I view this as a bug but it might be a behavior change request instead. When I use a function in QuerySpec, the DQE is generating a "random" alias for that field instead of using the same alias as the original field.

This code used the ToUpper function on the ImportFileName column.



var qf = new QueryFactory();
            var query = qf.Create()
               .Select<DocumentSearchDto>(DocumentFileSearchFields.DocumentId, DocumentFileSearchFields.CreationTime, 
                                DocumentFileSearchFields.ImportFileName.ToUpper(),
                               DocumentFileSearchFields.AccountNumber, DocumentFileSearchFields.WorkerId)


Which results in this generated query with the "LLBLV_1" column alias for the ImportFileName column. As a result, the ImportFileName field in the DocumentSearchDto doesn't see a matching name and all the values are null for that field.


SELECT [MyDatabase].[dbo].[DocumentFileSearch].[DocumentID],
       [MyDatabase].[dbo].[DocumentFileSearch].[CreationTime],
       UPPER([MyDatabase].[dbo].[DocumentFileSearch].[ImportFileName]) AS [LLBLV_1],
       [MyDatabase].[dbo].[DocumentFileSearch].[AccountNumber],
       [MyDatabase].[dbo].[DocumentFileSearch].[WorkerID] 


I have to code it with an explicit alias like this to fix that problem.

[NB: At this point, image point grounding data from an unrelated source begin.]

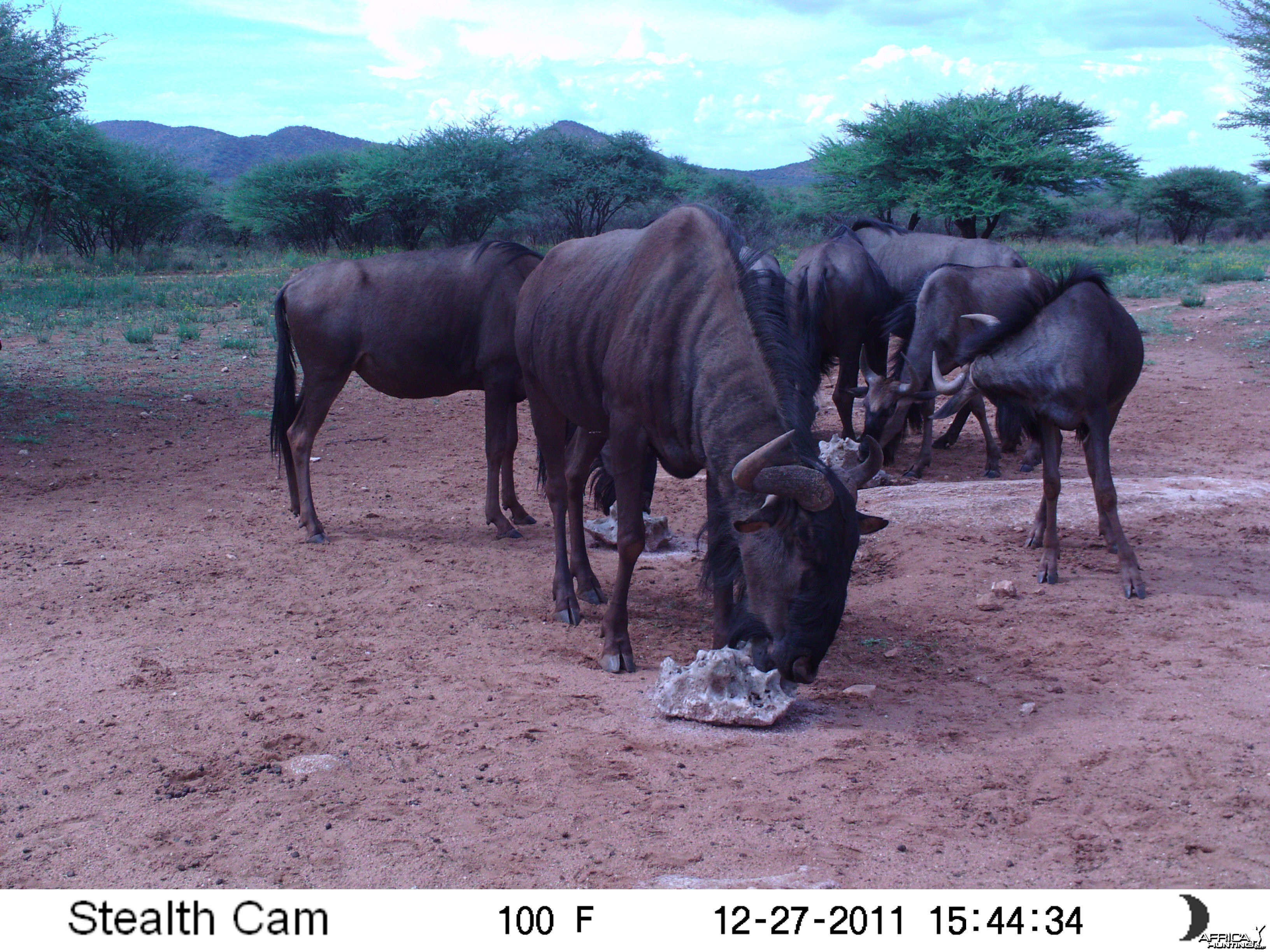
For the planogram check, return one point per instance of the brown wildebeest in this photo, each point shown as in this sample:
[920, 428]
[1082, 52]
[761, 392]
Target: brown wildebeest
[840, 292]
[1067, 364]
[417, 324]
[940, 326]
[907, 257]
[662, 338]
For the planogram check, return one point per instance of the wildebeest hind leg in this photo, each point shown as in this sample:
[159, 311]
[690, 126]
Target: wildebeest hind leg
[992, 470]
[1099, 457]
[316, 399]
[510, 502]
[583, 448]
[625, 458]
[549, 426]
[1051, 448]
[497, 451]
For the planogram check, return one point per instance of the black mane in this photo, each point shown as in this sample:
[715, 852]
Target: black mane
[1028, 305]
[788, 359]
[514, 250]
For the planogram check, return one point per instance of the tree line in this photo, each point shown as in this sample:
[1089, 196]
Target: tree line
[978, 165]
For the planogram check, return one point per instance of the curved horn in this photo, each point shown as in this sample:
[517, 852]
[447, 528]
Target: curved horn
[859, 475]
[804, 485]
[872, 379]
[947, 386]
[744, 474]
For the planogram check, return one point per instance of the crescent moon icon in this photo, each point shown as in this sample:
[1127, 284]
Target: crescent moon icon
[1199, 918]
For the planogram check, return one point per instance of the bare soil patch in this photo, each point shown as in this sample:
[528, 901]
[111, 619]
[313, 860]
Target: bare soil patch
[191, 696]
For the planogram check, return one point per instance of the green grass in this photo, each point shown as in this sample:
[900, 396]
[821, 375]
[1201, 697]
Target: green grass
[1155, 271]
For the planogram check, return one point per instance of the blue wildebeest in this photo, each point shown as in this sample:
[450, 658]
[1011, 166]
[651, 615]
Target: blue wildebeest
[840, 295]
[939, 328]
[1067, 365]
[418, 324]
[906, 259]
[661, 338]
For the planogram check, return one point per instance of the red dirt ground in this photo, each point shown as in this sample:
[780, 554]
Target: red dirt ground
[168, 645]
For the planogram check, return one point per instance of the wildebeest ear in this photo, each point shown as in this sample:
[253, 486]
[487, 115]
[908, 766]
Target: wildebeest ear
[870, 523]
[761, 518]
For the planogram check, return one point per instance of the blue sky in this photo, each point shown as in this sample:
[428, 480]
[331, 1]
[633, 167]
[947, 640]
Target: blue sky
[746, 84]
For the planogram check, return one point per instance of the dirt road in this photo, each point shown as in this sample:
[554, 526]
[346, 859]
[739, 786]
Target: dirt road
[171, 650]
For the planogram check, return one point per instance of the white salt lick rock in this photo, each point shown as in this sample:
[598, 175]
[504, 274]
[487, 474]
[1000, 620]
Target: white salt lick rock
[723, 687]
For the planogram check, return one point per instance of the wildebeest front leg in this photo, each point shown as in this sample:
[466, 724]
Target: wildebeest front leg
[1051, 447]
[549, 426]
[924, 456]
[1098, 456]
[582, 452]
[510, 502]
[626, 462]
[500, 446]
[316, 399]
[992, 470]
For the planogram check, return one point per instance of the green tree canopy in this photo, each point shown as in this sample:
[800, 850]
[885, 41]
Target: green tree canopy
[588, 183]
[41, 93]
[300, 202]
[1251, 35]
[968, 157]
[1191, 200]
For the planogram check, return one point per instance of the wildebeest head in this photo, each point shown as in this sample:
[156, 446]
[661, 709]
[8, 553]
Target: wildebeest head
[797, 551]
[888, 403]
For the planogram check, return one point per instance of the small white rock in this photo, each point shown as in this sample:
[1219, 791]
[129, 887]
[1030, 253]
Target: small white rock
[313, 763]
[722, 687]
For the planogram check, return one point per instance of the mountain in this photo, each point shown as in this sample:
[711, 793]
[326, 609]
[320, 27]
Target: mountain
[224, 157]
[221, 155]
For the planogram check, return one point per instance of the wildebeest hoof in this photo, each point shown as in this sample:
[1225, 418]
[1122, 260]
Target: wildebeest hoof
[617, 663]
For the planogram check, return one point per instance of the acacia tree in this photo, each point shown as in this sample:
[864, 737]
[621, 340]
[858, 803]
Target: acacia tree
[41, 93]
[1191, 200]
[588, 183]
[970, 157]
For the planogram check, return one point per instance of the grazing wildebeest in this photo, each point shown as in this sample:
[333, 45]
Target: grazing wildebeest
[418, 324]
[940, 326]
[661, 338]
[1067, 364]
[907, 257]
[837, 290]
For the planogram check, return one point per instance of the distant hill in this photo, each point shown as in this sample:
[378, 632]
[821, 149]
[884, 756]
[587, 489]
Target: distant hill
[224, 157]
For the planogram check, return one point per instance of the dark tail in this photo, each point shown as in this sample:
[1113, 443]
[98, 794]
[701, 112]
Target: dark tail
[1013, 421]
[285, 404]
[604, 488]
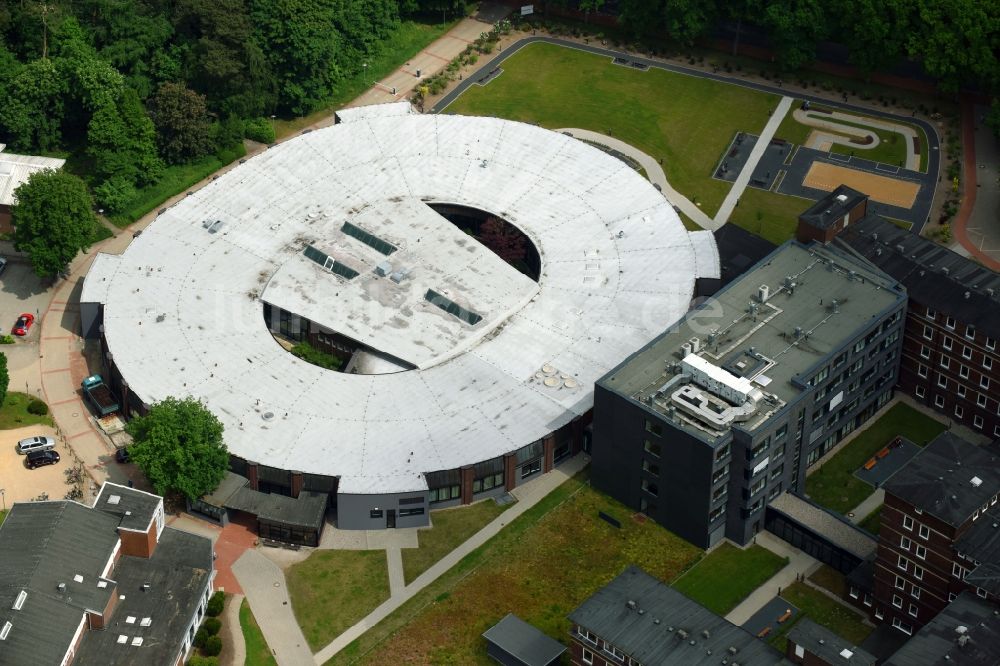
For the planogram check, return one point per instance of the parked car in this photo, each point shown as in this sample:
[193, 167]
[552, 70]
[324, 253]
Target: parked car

var qf = new QueryFactory();
            var query = qf.Create()
               .Select<DocumentSearchDto>(DocumentFileSearchFields.DocumentId, DocumentFileSearchFields.CreationTime, 
                                DocumentFileSearchFields.ImportFileName.ToUpper().As("ImportFileName"),
                               DocumentFileSearchFields.AccountNumber, DocumentFileSearchFields.WorkerId)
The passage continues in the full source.